Keith leapt to his feet, still not meeting Darrell’s eye. “I gotta take a leak,” he said. “Hang on.”

Alone in the room, Darrell considered his strategy. Did Keith know he’d caught Stan peeping again? He could be testing to see whether he’d admit to it. Maybe he’d already confronted Stand and was now trying to lash out at everyone and anyone, just so he could feel like the man in control.

Still, what had Darrell done? He’d given Stan a stern warning to make sure he wouldn’t do it again. You didn’t need to make a capital case out of these things, most of the time.

He could just deny it all. If Keith knew Stan had been spying on him, and it came down to Darrell’s word against Stan’s, who would Keith believe?

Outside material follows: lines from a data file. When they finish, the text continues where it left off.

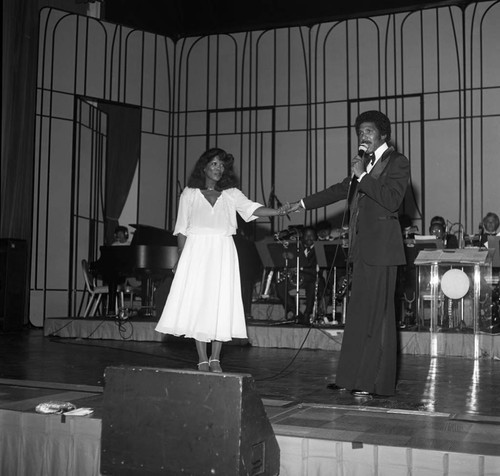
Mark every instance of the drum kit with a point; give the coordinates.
(287, 270)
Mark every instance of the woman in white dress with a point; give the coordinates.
(205, 301)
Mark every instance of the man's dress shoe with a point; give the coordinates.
(361, 393)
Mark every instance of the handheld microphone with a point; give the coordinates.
(361, 153)
(362, 150)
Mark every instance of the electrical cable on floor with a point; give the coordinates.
(281, 372)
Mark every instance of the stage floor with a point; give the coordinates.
(446, 409)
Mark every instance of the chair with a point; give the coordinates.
(95, 293)
(131, 290)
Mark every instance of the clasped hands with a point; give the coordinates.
(289, 208)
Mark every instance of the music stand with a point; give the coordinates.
(494, 243)
(279, 254)
(332, 255)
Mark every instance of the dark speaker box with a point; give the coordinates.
(163, 421)
(13, 283)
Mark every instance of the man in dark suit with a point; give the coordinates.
(375, 191)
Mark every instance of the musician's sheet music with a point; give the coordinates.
(459, 256)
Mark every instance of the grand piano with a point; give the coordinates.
(150, 257)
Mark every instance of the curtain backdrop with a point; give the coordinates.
(20, 40)
(124, 142)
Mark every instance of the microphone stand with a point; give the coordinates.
(297, 275)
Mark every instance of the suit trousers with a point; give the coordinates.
(368, 356)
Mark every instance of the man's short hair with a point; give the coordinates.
(381, 121)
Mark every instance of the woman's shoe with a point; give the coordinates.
(215, 365)
(204, 366)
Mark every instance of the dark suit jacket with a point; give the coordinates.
(378, 234)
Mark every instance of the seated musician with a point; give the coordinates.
(307, 279)
(437, 228)
(491, 227)
(120, 237)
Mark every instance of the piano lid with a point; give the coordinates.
(151, 235)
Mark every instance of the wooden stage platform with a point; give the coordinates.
(273, 333)
(444, 419)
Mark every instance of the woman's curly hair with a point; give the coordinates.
(228, 179)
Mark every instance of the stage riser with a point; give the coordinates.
(284, 336)
(46, 446)
(303, 456)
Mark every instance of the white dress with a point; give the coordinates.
(205, 297)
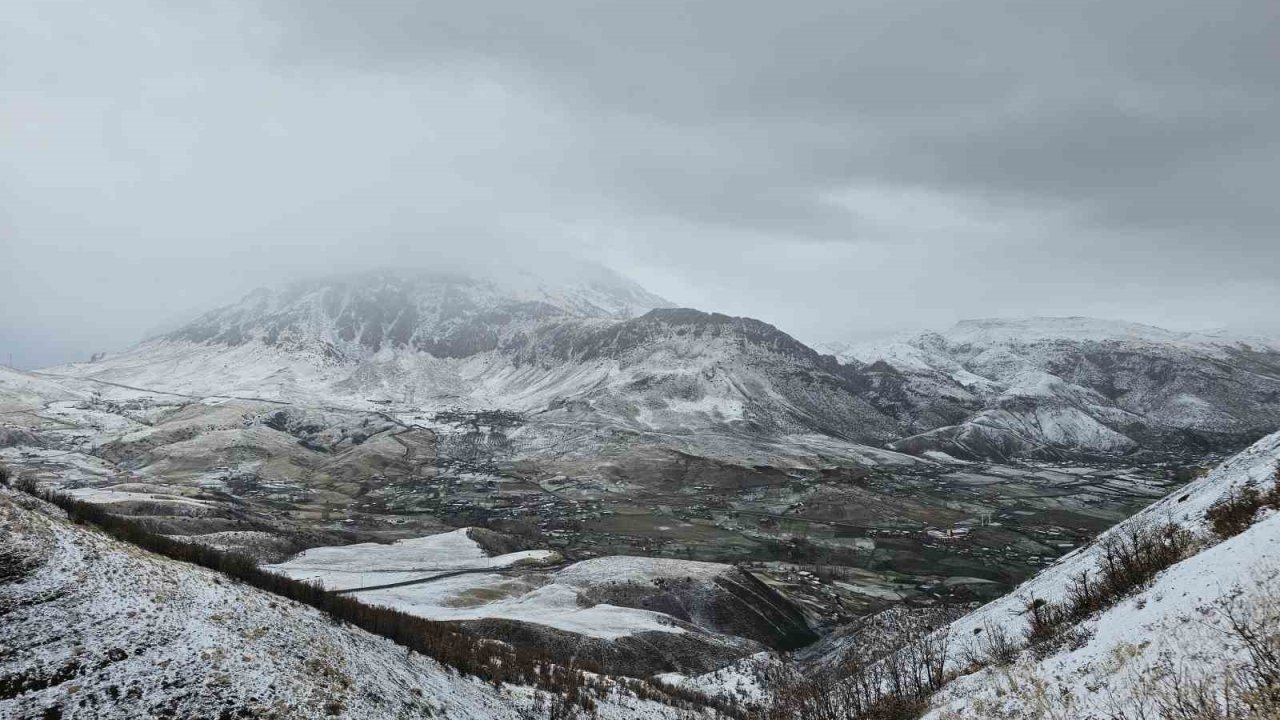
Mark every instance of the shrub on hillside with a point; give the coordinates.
(1129, 559)
(1234, 515)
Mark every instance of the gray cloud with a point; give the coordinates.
(831, 167)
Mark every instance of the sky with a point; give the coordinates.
(839, 168)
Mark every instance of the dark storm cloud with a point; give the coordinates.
(1096, 106)
(830, 167)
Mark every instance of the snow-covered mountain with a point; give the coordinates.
(1201, 627)
(593, 352)
(1072, 386)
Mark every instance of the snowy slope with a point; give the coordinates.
(571, 356)
(1073, 386)
(105, 630)
(1176, 624)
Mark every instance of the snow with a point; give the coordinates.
(552, 601)
(1178, 619)
(142, 636)
(374, 564)
(553, 605)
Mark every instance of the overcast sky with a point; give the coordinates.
(837, 168)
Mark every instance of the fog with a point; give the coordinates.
(837, 168)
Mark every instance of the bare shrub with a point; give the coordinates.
(571, 686)
(1235, 514)
(895, 687)
(992, 646)
(1130, 557)
(1247, 689)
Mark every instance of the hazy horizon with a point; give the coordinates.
(841, 172)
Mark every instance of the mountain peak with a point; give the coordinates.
(448, 311)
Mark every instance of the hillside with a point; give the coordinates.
(1162, 645)
(1063, 387)
(94, 628)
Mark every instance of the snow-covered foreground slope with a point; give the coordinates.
(99, 629)
(1072, 386)
(1120, 660)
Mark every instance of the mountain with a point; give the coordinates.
(96, 628)
(590, 352)
(1056, 387)
(1201, 634)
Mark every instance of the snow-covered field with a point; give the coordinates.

Keith was really taking his time. It was kind of weird, wasn’t it—all the people watching each other, watching them in their most intimate possible moments, and that was fine. Then someone sees someone else’s wife taking a shower or a dump or whatever, and look what happens. Why couldn’t people just be sensible?

Keith lurched into the room and placed another open can of beer in Darrell’s hand, then fell back onto the couch, about three-quarters of the way to horizontal. Darrell thought about making an excuse, something about Sherrie coming home or needing to get some weed ’n’ feed for the lawn, but Keith—now that he looked, Keith didn’t seem quite right. His brow was deeply furrowed, and his skin was sweaty.

“You okay?” he asked.

Keith shook his head. “’M okay,” he said, as though talking took an extraordinary effort.

Darrell took a healthy slug of beer. He obviously couldn’t get out of there very easily; might as well drink his beer. He couldn’t remember whether he’d finished his last beer, come to think of it. It was waiting over on the coffee table, either way. He’d get to it eventually.

“This’s my question,” Keith said abruptly, and Darrell turned to listen.

“How come,” Keith said, an angry glare fixed on the window, “everyone wants to take a look at my wife?”

Wherever this was coming from, it couldn’t be good. Darrell didn’t know if it was even directed at him. Was he part of everyone, here?

“Who’s trying to get a look at Lisa?” Darrell asked.

“Everyone,” Keith insisted. “Zsolt said he wanted to watch her fucking. You were trying to get us to make tapes. And Stan’s looking in our windows—”

The guy sounded like he was going to cry. All this after three beers, too—was the guy in high school?

He decided to take the opening while he could. “Stan’s the one looking in your windows?” he asked.

Keith waved his arm carelessly. “Doesn’t matter.”

“It’s serious,” Darrell said, even as he wondered why he didn’t just let the subject drop. He had another gulp of beer. “It’s a serious—I mean, do you have—”

Keith looked down, suddenly miserable. “I don’t know. But I’m sure. I just—” He raised his head to face Darrell. “M’I crazy, or—you think it could be him? I don’t—” He lifted his beer, took three deliberate swallowed. “I think it was him,” he finished, panting slightly.

“I wouldn’t—” Darrell started, then stopped. Why did he always try to calm everyone down, help everyone get along? Stan was a peeping Tom, and here Keith was, having figured out he was trying to sneak a look at Lisa. Fuck ’em, then. Let ’em sort themselves out.

“I wouldn’t be surprised,” he said, forcing the words to come out clearly and definitely. “I wouldn’t be surprised at all.”

Darrell could see Keith’s jaw set, his eyes clouding over, his hands and neck clenching. Time to go, he decided. He drank the rest of the beer in his hand, just a little bit left anyway, hoisted himself to his feet, said something—he wasn’t even sure what he said himself, just Sherrie and gotta go, the right kinds of noises. Keith didn’t even respond. Darrell let himself out.

He didn’t even notice the rain, the mud on his shoes, nothing but his need to pee and then the bed, sleep, just a few minutes. Then nothing until Sherrie came home at four or so and started shrieking about the dirty sheets.